Parallel Chess AI Engine

Summary

Our project focuses on the development of a parallel chess AI, leveraging the power of C++ and the OpenMP framework to accelerate the decision-making process in chess. The core objective is to significantly reduce the time required for move selection by distributing computations across multiple threads.

URLs

Proposal

Milestone Report

Final Report

Code Repository

Background

If we want a chess engine to evaluate the best move by looking 3 or 4 moves deeper into the future, the number of possible board states grows exponentially as the depth increases. The heart of our chess AI lies in its ability to explore a vast array of potential moves and their resulting positions, a task managed by the combination of the minimax algorithm and alpha-beta pruning techniques. The minimax algorithm serves as the foundation, guiding the AI in simulating moves and counter-moves to deduce the most advantageous path. Alpha-beta pruning further refines this process, eliminating less promising branches early on, thereby reducing the computational load and focusing resources on more critical analyses.

The main opportunity for parallelism is in the search for the best move. The game tree, representing potential moves and their outcomes, is inherently expansive. Our approach involves dissecting this tree into multiple branches at the root level, each assigned to a separate thread for exploration. This division allows simultaneous traversal of different parts of the game tree, significantly enhancing the breadth and depth of the search within the same computational time frame. By parallelizing the search, we dramatically increase the number of positions analyzed within a given time, directly contributing to more strategic and informed decision-making by the AI. This can significantly reduce the time needed to make an informed decision. It can also allow the chess AI to look farther into the future in the same amount of time compared to a sequential version, allowing it to choose better moves.

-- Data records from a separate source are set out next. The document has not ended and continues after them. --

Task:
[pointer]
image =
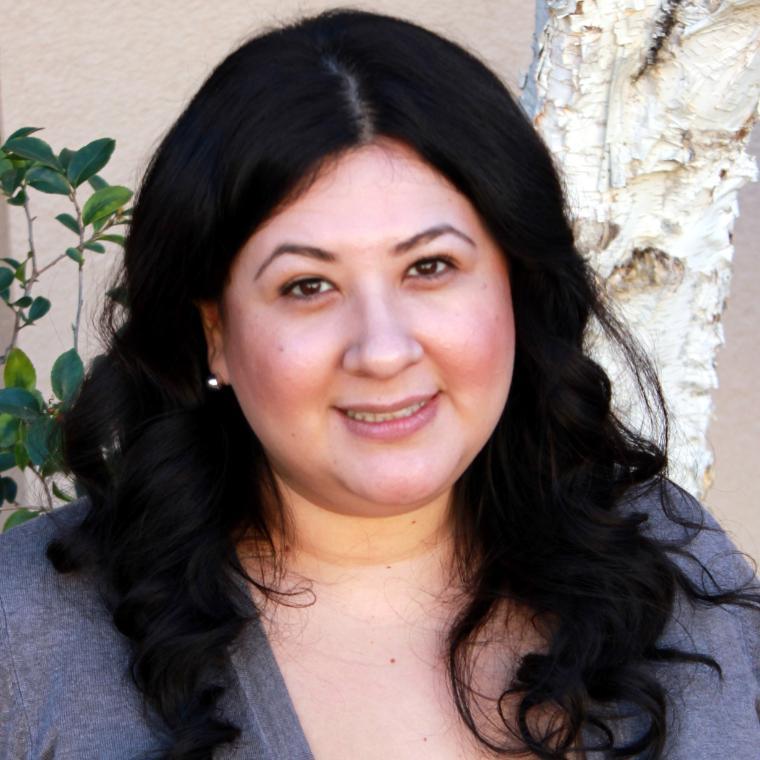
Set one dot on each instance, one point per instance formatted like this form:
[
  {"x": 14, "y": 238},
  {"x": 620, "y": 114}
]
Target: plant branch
[
  {"x": 80, "y": 275},
  {"x": 48, "y": 494}
]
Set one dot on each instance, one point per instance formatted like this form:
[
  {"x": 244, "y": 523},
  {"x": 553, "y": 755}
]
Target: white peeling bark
[{"x": 648, "y": 107}]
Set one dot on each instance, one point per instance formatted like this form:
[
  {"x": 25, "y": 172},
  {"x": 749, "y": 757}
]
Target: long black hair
[{"x": 176, "y": 477}]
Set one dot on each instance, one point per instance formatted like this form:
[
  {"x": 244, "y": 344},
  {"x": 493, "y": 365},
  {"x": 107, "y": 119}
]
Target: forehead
[{"x": 373, "y": 194}]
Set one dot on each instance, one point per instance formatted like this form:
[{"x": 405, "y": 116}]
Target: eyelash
[{"x": 289, "y": 288}]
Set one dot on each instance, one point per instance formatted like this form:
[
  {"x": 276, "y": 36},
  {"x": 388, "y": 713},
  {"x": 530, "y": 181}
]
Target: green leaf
[
  {"x": 6, "y": 278},
  {"x": 118, "y": 239},
  {"x": 38, "y": 439},
  {"x": 40, "y": 306},
  {"x": 19, "y": 517},
  {"x": 20, "y": 403},
  {"x": 23, "y": 132},
  {"x": 18, "y": 199},
  {"x": 34, "y": 149},
  {"x": 61, "y": 494},
  {"x": 47, "y": 181},
  {"x": 73, "y": 253},
  {"x": 8, "y": 489},
  {"x": 104, "y": 202},
  {"x": 10, "y": 180},
  {"x": 8, "y": 430},
  {"x": 97, "y": 182},
  {"x": 68, "y": 221},
  {"x": 21, "y": 455},
  {"x": 66, "y": 375},
  {"x": 64, "y": 157},
  {"x": 19, "y": 371},
  {"x": 89, "y": 160}
]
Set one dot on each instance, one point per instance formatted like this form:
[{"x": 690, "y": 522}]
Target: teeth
[{"x": 369, "y": 417}]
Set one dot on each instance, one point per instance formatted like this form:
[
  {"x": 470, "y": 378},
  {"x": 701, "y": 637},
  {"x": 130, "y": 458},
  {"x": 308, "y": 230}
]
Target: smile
[
  {"x": 391, "y": 422},
  {"x": 407, "y": 411}
]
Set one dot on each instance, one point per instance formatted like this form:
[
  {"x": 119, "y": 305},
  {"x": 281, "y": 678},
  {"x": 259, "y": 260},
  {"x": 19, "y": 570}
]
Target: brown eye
[
  {"x": 306, "y": 288},
  {"x": 431, "y": 268}
]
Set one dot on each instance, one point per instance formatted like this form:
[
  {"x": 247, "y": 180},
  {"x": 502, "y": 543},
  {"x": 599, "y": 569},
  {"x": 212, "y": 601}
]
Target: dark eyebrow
[{"x": 405, "y": 245}]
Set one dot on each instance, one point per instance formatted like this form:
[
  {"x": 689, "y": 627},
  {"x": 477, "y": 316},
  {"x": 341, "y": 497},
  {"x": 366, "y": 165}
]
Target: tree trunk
[{"x": 647, "y": 107}]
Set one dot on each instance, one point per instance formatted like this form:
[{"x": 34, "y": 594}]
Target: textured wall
[{"x": 85, "y": 70}]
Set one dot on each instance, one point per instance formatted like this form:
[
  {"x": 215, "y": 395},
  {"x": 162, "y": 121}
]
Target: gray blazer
[{"x": 65, "y": 689}]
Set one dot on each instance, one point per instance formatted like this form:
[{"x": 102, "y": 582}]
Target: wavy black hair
[{"x": 176, "y": 478}]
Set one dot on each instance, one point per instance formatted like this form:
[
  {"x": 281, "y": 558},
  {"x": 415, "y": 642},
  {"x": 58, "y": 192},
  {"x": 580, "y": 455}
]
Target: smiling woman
[{"x": 354, "y": 485}]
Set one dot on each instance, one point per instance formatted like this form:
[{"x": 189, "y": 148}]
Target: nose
[{"x": 382, "y": 343}]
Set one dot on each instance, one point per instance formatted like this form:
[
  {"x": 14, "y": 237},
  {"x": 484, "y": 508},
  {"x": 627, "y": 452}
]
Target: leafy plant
[{"x": 30, "y": 430}]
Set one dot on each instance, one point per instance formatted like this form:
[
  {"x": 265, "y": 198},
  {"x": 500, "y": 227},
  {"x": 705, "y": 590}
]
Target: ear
[{"x": 213, "y": 329}]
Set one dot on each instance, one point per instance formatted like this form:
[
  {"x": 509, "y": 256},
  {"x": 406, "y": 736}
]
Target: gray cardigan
[{"x": 65, "y": 691}]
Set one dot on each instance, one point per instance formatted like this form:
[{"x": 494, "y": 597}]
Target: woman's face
[{"x": 367, "y": 332}]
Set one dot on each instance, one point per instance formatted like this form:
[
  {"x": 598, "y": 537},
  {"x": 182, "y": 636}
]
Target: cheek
[
  {"x": 481, "y": 344},
  {"x": 276, "y": 373}
]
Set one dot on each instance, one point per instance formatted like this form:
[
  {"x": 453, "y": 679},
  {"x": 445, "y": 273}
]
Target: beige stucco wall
[{"x": 85, "y": 70}]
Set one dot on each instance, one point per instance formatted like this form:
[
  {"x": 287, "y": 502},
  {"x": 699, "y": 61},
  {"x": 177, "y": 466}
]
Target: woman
[{"x": 354, "y": 487}]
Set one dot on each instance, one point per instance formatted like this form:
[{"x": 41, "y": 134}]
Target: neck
[{"x": 359, "y": 552}]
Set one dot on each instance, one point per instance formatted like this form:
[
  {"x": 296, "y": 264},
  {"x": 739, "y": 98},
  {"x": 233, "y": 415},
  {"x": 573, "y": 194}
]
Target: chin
[{"x": 400, "y": 495}]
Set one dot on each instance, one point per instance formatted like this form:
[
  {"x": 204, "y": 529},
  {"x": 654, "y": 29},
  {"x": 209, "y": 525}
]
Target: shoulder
[
  {"x": 65, "y": 684},
  {"x": 703, "y": 701},
  {"x": 678, "y": 521}
]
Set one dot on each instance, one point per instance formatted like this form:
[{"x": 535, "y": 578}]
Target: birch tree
[{"x": 648, "y": 106}]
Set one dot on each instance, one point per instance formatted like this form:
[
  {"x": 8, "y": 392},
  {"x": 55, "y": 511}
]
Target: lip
[
  {"x": 386, "y": 408},
  {"x": 392, "y": 430}
]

Upon reaching leaf nodes or positions requiring evaluation, the computation of heuristic values for these positions presents another opportunity for parallelism. Given that each position's evaluation is independent, we can allocate subsets of these positions to different threads, thereby accelerating the cumulative assessment process.

The Challenge

Parallelizing a chess AI poses several challenges that stem from both the nature of the game and the intricacies of parallel computing.

One challenge is that the minimax algorithm with alpha-beta pruning relies on a tree structure where each node (board position) depends on the evaluation of its child nodes. This inherent dependency complicates parallelization because the value of a parent node cannot be determined until all its children are evaluated, introducing synchronization points that can limit parallel efficiency. Furthermore, different branches of the game tree can have vastly different complexities and depths, leading to divergent execution paths among parallel threads. Some threads might quickly reach a pruning point or a shallow depth, while others might need to explore deeper, more complex branches, resulting in workload imbalance. This leads to challenges with mapping the workload effectively so that threads have similar amounts of work.

Chess AI involves frequent access to the game state, move history, and potentially transposition tables, which is caching of previously evaluated positions. Ensuring memory locality can be challenging but crucial for performance, especially given the potential for a high volume of random memory accesses. The need for threads to synchronize at various points, especially when using alpha-beta pruning, can lead to a high communication-to-computation ratio. Efficiently managing this ratio is critical to ensuring that the overhead of communication does not outweigh the benefits of parallel computation.

Resources

We will be building our chess AI system from scratch. We plan on using the ghc cluster machines, using varying numbers of cores to test our system. One resource we will use the wikipedia page about alpha-beta pruning. We may also want to use machines with thread counts higher than 8 like the PSC machines in order to have a better understanding of how well the parallelism works.

Goals and Deliverables

Plan to Achieve:

If work goes more slowly, we aim to still have a correct parallel chess AI that can achieve at least 2x speedup.

Hope to Achieve:

Demo Plan for Poster Session:

Analysis Goals:

Platform Choice

C++ offers high-performance computing capabilities important for the intensive calculations of a chess AI. OpenMP works well for our project since we can use it to distribute branches to different cores.